Uniform Transfer to Minors Act (UTMA) accounts – also known as Uniform Gifts to Minors Accounts – are an easy, efficient way for family members to set aside money for children, without having to go through the expense of placing funds into a formal trust. But if not properly managed, these accounts can also cause serious problems for younger Supplemental Security Income (SSI) beneficiaries when the account funds suddenly become available resources.
UTMA accounts are custodial accounts set up to hold funds for a minor until he reaches a certain age. Each state has its own regulations governing how UTMA accounts must be established, as well as how long they last, but the basics are the same everywhere. Essentially, an adult creates an account with a bank or brokerage firm, and designates the account as an UTMA account. At the time the account is created, the donor must also pick a custodian for the account, who manages the account for the benefit of the minor, much like a trustee. However, the UTMA account custodian does not have the formal accounting and distribution requirements of a trustee, making UTMA accounts easier, and less costly, to fund and maintain.
Most importantly, especially for parents of children with special needs, at a certain point, often when the minor reaches 18 or 21, state law requires that the UTMA account close. When this happens, all of the funds remaining in the account become the beneficiary’s property. Again, the timing of this distribution depends on the state where the account is held, but all UTMA accounts eventually end, often providing a significant financial windfall to the beneficiary. Because this sudden cash gift can cause problems for SSI (and Medicaid) beneficiaries who face strict asset limits, UTMA accounts may not be appropriate for all children with special needs because of the inherent complications involved when the accounts terminate.

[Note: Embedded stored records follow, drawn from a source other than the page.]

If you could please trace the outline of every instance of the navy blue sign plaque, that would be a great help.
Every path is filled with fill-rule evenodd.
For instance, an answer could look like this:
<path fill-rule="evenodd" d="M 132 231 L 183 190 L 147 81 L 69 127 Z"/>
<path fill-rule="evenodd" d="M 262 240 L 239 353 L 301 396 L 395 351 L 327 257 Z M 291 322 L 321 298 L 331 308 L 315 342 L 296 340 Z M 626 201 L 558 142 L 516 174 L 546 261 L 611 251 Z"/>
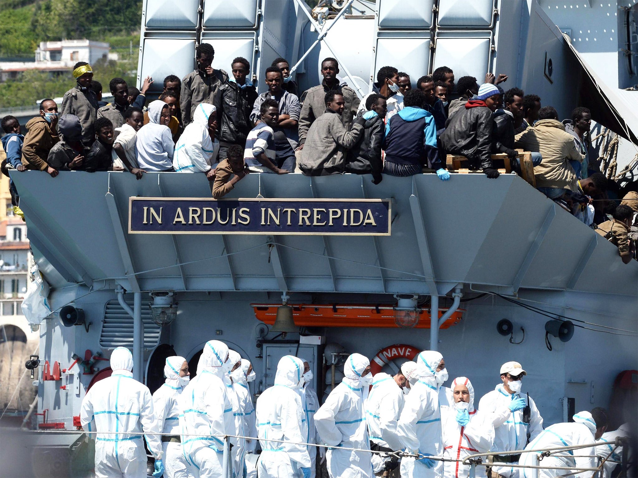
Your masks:
<path fill-rule="evenodd" d="M 129 199 L 130 234 L 389 236 L 390 199 Z"/>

The Social Security Administration (SSA) is fairly forgiving when it comes to UTMA accounts – at first. The accounts do not count as a resource for SSI, meaning that the SSA will not count the funds held in UTMA accounts against a young person applying for SSI. Likewise, any income generated by the UTMA account, and added to the funds already in the account, does not count as income for SSI purposes. As always, should a custodian decide to distribute funds from an UTMA account directly to a beneficiary, or to pay for food or shelter for a beneficiary with funds from the UTMA account, those payments could count as a beneficiary’s income.
But once the account terminates as required by state law, the funds immediately become an SSI beneficiary’s available resource. This means that a child could qualify for SSI, receive benefits for several years, and then abruptly lose SSI when her UTMA account dissolves. Unfortunately, it’s up to the custodian, and the beneficiary’s family, to determine when the account closes and what to do about it. In fact, the SSA often does not know the account has closed until years later, when it will assess penalties and require the beneficiary to pay back benefits already received.
There is a way to avoid this problem. Before the account terminates, the custodian can transfer the remaining funds into what is called a “first-party” special needs trust, which is a special kind of trust designed to hold an SSI beneficiary’s own assets. There are several restrictions attached to these trusts, including what is known as a “payback provision” designed to reimburse the state for Medicaid benefits, but a loss of SSI benefits is often much worse than the restrictions on the trust.
An experienced special needs planner who is familiar with how UTMA accounts work in your state can help you determine what course of action to take if your child with special needs has an UTMA account.